The sadhu, referred to as gosai, makes his way through the arid landscape of Bundelkhand, with only his horses for company. He is a lone ranger working his way from one bounty to another, collecting his payment in gold pieces. But all the while, the true purpose of his life is never out of his sights. His target is Rehmat Khan (a grunting Manav Vij), an unscrupulous and heartless opportunist.
Black and white scenes take us back in time, to the fate of a young boy, his father, and their connection with a hanging tree. Over the course of the 153 minutes of this film, more is revealed about that boy’s story, and his connection with Saif Ali Khan’s Naga sadhu.
Somewhere else, not far away, a tracker (played by Deepak Dobriyal), with two pet dogs for company, goes from one assignment to another. He sniffs out his target, delivers them to the client, and collects payment in gold pieces.
While the gosai is grim, resolute, and quick with a sword and spear, the tracker’s playful character reminds us that this is historical fiction.

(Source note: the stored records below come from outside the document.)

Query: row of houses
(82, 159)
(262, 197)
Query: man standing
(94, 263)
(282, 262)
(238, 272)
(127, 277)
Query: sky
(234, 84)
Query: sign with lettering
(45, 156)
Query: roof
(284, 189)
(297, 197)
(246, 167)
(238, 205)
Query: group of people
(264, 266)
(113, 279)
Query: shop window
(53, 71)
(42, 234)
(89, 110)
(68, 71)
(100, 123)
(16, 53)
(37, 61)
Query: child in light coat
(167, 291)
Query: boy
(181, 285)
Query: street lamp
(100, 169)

Dobriyal is also having a good time, and his character has the last laugh when all around him are killing or being killed.
Another player in the story is a widow (Zoya Hussain), whose arrival sets off a chain reaction of inexplicable violence. Sonakshi Sinha makes a cameo appearance in a scene that, like many others, contributes little to the overall experience or story. Simone Singh makes an impact as Rehmat Khan’s anxious wife.
Saif slips into the skin of the sadhu – weapons, dreadlocks, ash-smeared face and all, throwing his body into the part. But his character, like others too, is missing a layer. In spite of the length and unhurried storytelling (screenplay by Navdeep Singh and Deepak Venkatesha), the script inadequately develops characters, glossing over the roots of their angst and anger.
The costumes (Maxima Basu), production design, locations, and cinematography by Shanker Raman (the black and white night scene with elements of red, featuring an ambush by a group of fur-clad Afghans is clearly a hat-tip to Akira Kurosawa) are notable.
Singh, the director, had all the pieces to craft an effectual Indian western: the terrain, the long-suffering sadhu, an age of flux, elements of magic realism, and touches of Shakespearean tragedy. But Laal Kaptaan falters on an over-written script and visually over-told story.